Friend: If someone broke into my house, my dog would rip them to shreds.
Me: If someone broke into mine, my dog would make a cheese plate and open a nice bottle of wine.
“Choose password”
> 123bob“Password must not contain common names & must be complex with at least 50 characters”
> gameofthrones“OK”
am i feeling hopeful about the future?
Happiness is…
finding your drunk uncle’s change in the couch cushions after he leaves.
The inventor of perforated paper has died.
RIP
Husband: I emptied the dishwasher.
Me: Great work, honey! Maybe you could try it again when it’s clean.
RIP that guy in the audience of the eric clapton unplugged session whose head literally exploded when he realized the song was “layla”
Never go to a combination dentist / proctologist…..
but if you do, get the dental work first.
Him: Look at the poodle I got for my wife!

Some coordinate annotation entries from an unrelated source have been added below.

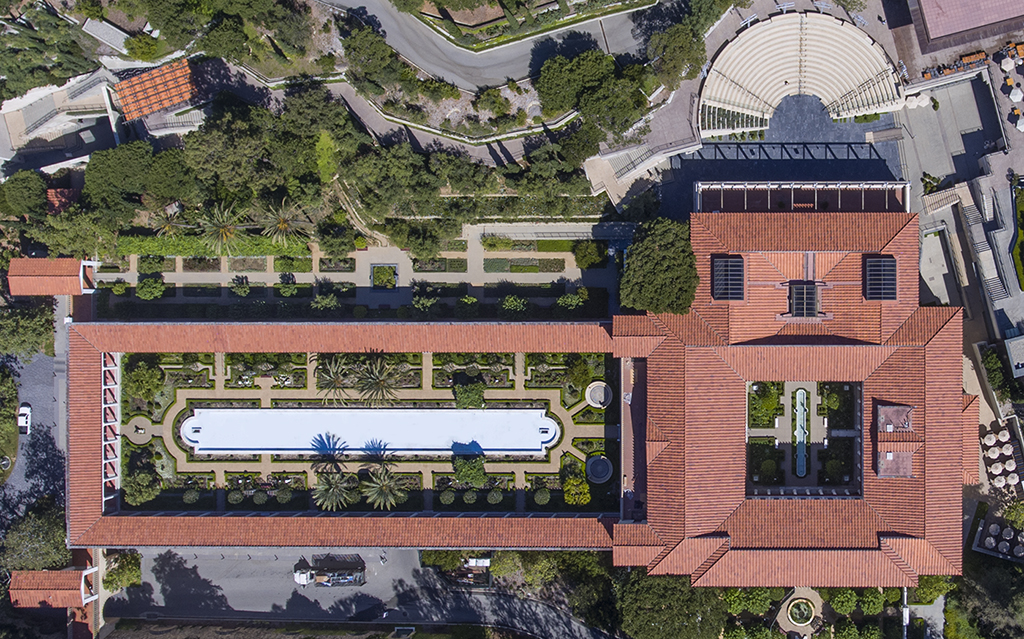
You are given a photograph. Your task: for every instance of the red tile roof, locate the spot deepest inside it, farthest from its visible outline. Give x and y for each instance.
(39, 275)
(163, 87)
(46, 589)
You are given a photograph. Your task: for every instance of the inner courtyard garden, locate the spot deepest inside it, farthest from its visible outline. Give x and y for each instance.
(163, 393)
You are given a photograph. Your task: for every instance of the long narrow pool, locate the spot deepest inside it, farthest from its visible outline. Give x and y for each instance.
(404, 431)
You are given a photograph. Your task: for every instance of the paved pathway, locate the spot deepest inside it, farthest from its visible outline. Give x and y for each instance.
(257, 584)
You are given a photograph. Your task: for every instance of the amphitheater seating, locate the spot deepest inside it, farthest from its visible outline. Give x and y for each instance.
(797, 54)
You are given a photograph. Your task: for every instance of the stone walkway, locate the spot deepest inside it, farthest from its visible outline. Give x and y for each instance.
(266, 395)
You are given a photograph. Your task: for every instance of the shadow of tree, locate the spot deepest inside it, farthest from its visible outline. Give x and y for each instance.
(181, 586)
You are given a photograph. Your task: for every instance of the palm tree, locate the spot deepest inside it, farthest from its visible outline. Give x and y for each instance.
(166, 222)
(381, 488)
(331, 374)
(336, 491)
(376, 380)
(222, 229)
(285, 223)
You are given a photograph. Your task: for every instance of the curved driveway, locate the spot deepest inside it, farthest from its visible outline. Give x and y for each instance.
(435, 54)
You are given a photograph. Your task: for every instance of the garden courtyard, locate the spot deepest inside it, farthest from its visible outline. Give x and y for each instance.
(407, 432)
(804, 438)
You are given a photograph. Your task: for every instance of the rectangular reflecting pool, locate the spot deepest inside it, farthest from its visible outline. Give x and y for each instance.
(403, 431)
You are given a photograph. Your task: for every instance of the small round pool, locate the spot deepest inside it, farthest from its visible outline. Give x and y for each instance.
(801, 612)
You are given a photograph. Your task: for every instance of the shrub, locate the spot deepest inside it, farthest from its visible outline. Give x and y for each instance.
(871, 601)
(587, 254)
(513, 307)
(843, 600)
(151, 288)
(469, 395)
(576, 492)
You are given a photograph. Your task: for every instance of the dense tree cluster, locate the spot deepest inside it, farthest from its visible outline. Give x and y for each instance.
(660, 270)
(38, 49)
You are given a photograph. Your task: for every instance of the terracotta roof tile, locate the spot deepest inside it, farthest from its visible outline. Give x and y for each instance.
(785, 231)
(816, 568)
(163, 87)
(45, 589)
(769, 522)
(38, 275)
(340, 337)
(971, 446)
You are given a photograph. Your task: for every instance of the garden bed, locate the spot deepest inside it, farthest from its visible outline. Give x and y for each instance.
(293, 264)
(247, 264)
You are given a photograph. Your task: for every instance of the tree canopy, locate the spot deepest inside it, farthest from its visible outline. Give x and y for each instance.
(660, 270)
(667, 607)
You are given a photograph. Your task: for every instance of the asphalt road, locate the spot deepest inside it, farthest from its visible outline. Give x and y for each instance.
(433, 53)
(257, 584)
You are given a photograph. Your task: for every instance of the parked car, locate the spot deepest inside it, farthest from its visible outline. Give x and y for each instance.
(25, 419)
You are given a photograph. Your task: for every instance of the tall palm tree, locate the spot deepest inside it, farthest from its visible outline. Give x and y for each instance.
(381, 488)
(336, 491)
(285, 223)
(331, 374)
(222, 229)
(376, 380)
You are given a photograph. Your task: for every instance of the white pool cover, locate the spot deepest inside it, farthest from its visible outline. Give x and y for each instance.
(404, 431)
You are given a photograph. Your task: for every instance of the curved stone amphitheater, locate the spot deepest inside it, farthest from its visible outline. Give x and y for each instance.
(797, 54)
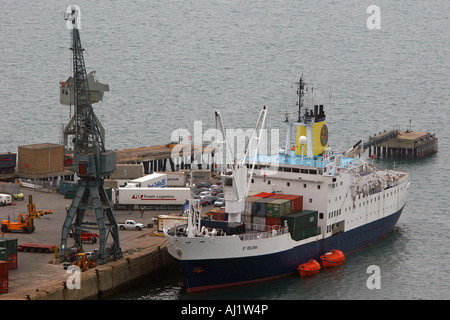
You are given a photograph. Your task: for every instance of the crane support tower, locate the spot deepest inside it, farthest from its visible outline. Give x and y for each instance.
(91, 163)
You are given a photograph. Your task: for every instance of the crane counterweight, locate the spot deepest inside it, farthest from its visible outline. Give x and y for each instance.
(92, 162)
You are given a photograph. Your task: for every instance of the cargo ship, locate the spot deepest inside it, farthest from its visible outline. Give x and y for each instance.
(281, 210)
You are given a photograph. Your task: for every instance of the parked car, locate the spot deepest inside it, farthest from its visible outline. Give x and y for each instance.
(204, 194)
(203, 184)
(220, 202)
(210, 199)
(215, 189)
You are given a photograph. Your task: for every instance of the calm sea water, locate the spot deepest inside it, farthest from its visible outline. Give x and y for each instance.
(170, 63)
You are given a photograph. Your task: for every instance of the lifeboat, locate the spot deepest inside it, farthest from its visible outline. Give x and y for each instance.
(332, 258)
(309, 268)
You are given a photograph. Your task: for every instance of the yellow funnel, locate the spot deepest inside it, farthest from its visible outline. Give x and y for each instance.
(319, 138)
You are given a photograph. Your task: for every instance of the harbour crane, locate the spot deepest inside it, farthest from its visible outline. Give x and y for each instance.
(92, 163)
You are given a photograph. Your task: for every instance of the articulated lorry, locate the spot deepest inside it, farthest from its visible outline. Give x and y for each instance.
(154, 180)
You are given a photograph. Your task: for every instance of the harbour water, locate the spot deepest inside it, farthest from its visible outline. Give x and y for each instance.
(170, 63)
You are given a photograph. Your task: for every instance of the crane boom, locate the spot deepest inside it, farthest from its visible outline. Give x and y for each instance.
(236, 181)
(91, 162)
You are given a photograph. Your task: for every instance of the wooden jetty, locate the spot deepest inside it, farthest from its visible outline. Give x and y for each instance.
(157, 158)
(402, 144)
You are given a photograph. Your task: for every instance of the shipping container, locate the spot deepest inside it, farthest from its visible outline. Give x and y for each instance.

Me: That’s a pretty good trade…
Sure, most of my cousins are doctors and lawyers and professors with nice houses and adorable kids but I’m the only one who can digest milk
customer: I want to buy a chameleon but I don’t see any
me: that’s how good they are
customer: the cage door is open
me: *looking around nervously* oh no
a relationship should be 50/50. 50% donkey 50% dragon
E.T. would be a much shorter and different movie today when Elliott tells everyone it‘s his emotional support alien and they immediately back off.
Got fired from Target for testing out the Nerf guns on their logo.
In my late forties, I now find myself with gray hair, a delightful assortment of aches and pains, and surprisingly strong opinions on decorative throw pillows.
I woke up deciding to incorporate the parkour lifestyle into my daily life then reconsidered as I fell over again putting my jeans on
Pro tip: Make sure your email to the HR lady doesn’t say she seems too busty to handle your issues
Telling my daugthers date that “she has lice and its very contagious the closer you get to her.”
*Correct way to parent.
*accidentally walks into lion’s den
*goes back to party in lion’s living room
Tried this new Playlist in the car, on the treadmill, at my desk, but it seems the best place for me to listen to old Greenday is 1992.
[presenting my dissertation] Tom has been chasing Jerry for years, but all he gets if he catches him is a light snack. The time investment isn’t worth the reward. Tom is therefore a victim of the sunk cost fallacy. Next slide please,
I’m convinced the first ‘Kirsten’ was a typo. Everyone was like, “Yeah, obvious misspelling but she’s pretty cool so whatever,” and now we can’t get rid of ‘em because we let that first one slide
Went to a Trump rally in New Hampshire this week. Hard to describe the vibe, but “what if the Nazis didn’t care about fitness?” comes close.
SHERLOCK: Is that mud on your shoe?
WATSON: No, shit Sherlock.
Hostess: It’s a 15 minute wait. May I have your name?
Me: Baron Von Gerhardt, heir to the throne of Osterburken.
Hostess:
Me: Write it down.
*wakes up in bed with horse’s head, hits snooze button*
It’s going to be really hot over the next couple of days so please remember to leave out a wee bowl of cider & blackcurrant incase a goth comes into your garden.